Friday, March 11, 2011

The Psychology of Effort

I've argued previously against the idea that our runs have somehow to be intellectual or personally productive, or even a supplementary restorative to leisure--a Derridean dangerous supplement with a salt crusted face and Bodyglide protected thighs if there ever was one.  That is to say, leisure has to be about leisure.  As restoration, it's still bedevilled by, still dwelling in the shadow of, the work it's trying to escape, the work it ultimately aims to make more productive.  Granted, I prattle on about all this as a man without a real job and with the flexible schedule of a PhD student.  If there's such thing as flex time in PhD world, it's measured not in days or weeks or even months but years and years, such that a PhD program sometimes has a Ruplestilksin or Castaway-starring-Tom-Hanks-type vibe about it: You settle into a corner of the library, gleefully piling up the books beside you, then step out into the light solidly in your 30s with creeping crows' feet and sprouting ear hairs and realize that they have since invented Facebook and iPads and that the juniors were born the year Nevermind was released and view themselves with far less irony than the obsolete sensibility of their natal decade would advise. 

But I digress, divagate, essay.  Indeed, I understand as well as anyone how running can be productive for thought and in my life it often is.  Not for the precise kinds of thinking that academic writing demands, but for letting large ideas bubble up in the brain, for unfettering yourself from the inhibitions that sometimes keep us from our best thoughts.  A run is the only hour or so in the waking day when I'm not dealing with written language of some kind, it's the time when I come to be most present to myself, mediated only by myself and myself alone.  Sadly, it may be the only time in the day when I'm not trying to multitask, not distracted but rather fully attentive.  Wordsworth composed walking in the woods, images of walking about in Heidegger's writings, and the more I run the more I take his talk about pathways literally.  Though has rhythm and motion.  And if poets were always attuned to the kinetic character of thought, late 19c psychologists began to try to understand what it was. 

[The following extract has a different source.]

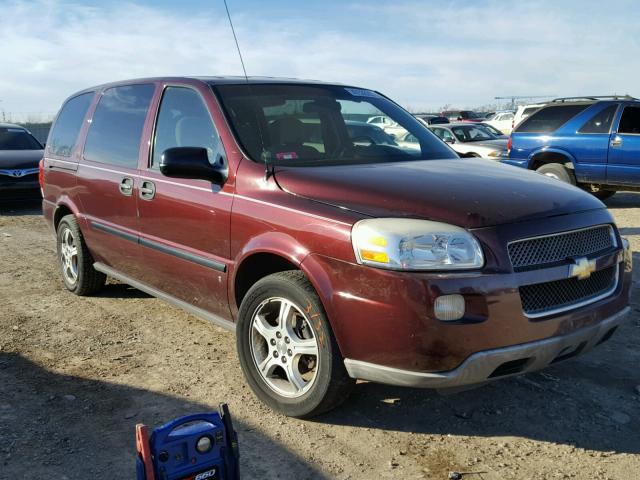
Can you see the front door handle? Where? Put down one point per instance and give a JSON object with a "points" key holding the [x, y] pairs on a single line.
{"points": [[147, 190], [126, 186]]}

In "The Psychology of Effort," one of the earlier essays of his long career, Dewey tries to settle the question of how easy perceptions, like reading a billboard, differ from perceptions that require effort (like wading through Dewey's prose).  What exactly, he asks, is the sensation of effort?  Dewey says that the sensation of effort is frustrated movement.  We go through much of our lives automatically, pulled along by habit, but then, situations arise for which we're unprepared, novelties arise to which we have to adapt and adjust.  Our everyday activities, even thought, involve physical movement--furrowing the brow when we read, shifting in our chairs when we write email.  (Dewey never lets his readers forget that the mind and body are not separate entities but instead are one, that though is indeed embodied, and that in a real sense one thinks through the body.)  The sense of effort comes when the physical movement of thought becomes inadequate its task.  Effort, he writes, is "tension between means and ends in action" and the sense of effort is awareness of this tension.  "Sensations of the bodily state report to us this conflict and readjustment."

The essay pertains to endurance sports in two ways.  First, Dewey gives as an example of conflict and readjustment learning to ride a bike.  "Take the alternation of ridiculous excess of effort, with total collapse of effort in learning to ride a bicycle.  Before one mounts one has perhaps a pretty definite visual image of himself in balance and in motion.  This image persists as a desirability.  On the other hand, there comes into play at once the consciousness of the familiar motor adjustments,--for the most part, related to walking.  The two sets of sensations refuse to coincide, and the result is an amount of stress and strain relevant to the most serious problems of the universe."

Another has to do with repetitive activity--which can be applied to running: "If a monotonous physical movement be indefinitely repeated, it will generally be found that as long as 'activity' is put forth, and accomplishes something objectively...there is little sense of effort.  Let the effort be exhausted and action practically cease, then the sense of effort will be at its maximum."  Yup -- I agree.  The end of a race, when effort is almost exhausted, is definitely the hardest part.  Running is a repetitive, habitual motion -- but the body's own depleting resources eventually mount an obstacle to that motion, an obstacle to which we adapt through training and adjust to through effort.

Speaking of fatigue, I've been waking up about before my alarm clock for the last ten days and have been getting about six and a half hours of sleep to my usual seven or seven and a half.  It's been nice for running, because instead of getting up at six like usually I've been up at quarter to six or even 5:30 and out the door.  The days are getting longer and it's lighter earlier and it's great to be on the road as the sun rises.  I woke up at around 5:10 this morning, tried to go back to sleep, but couldn't so I got out of bed at 5:25 and was out the door twenty minutes later, and back at 7:02 -- about 11 mi, 7min pace.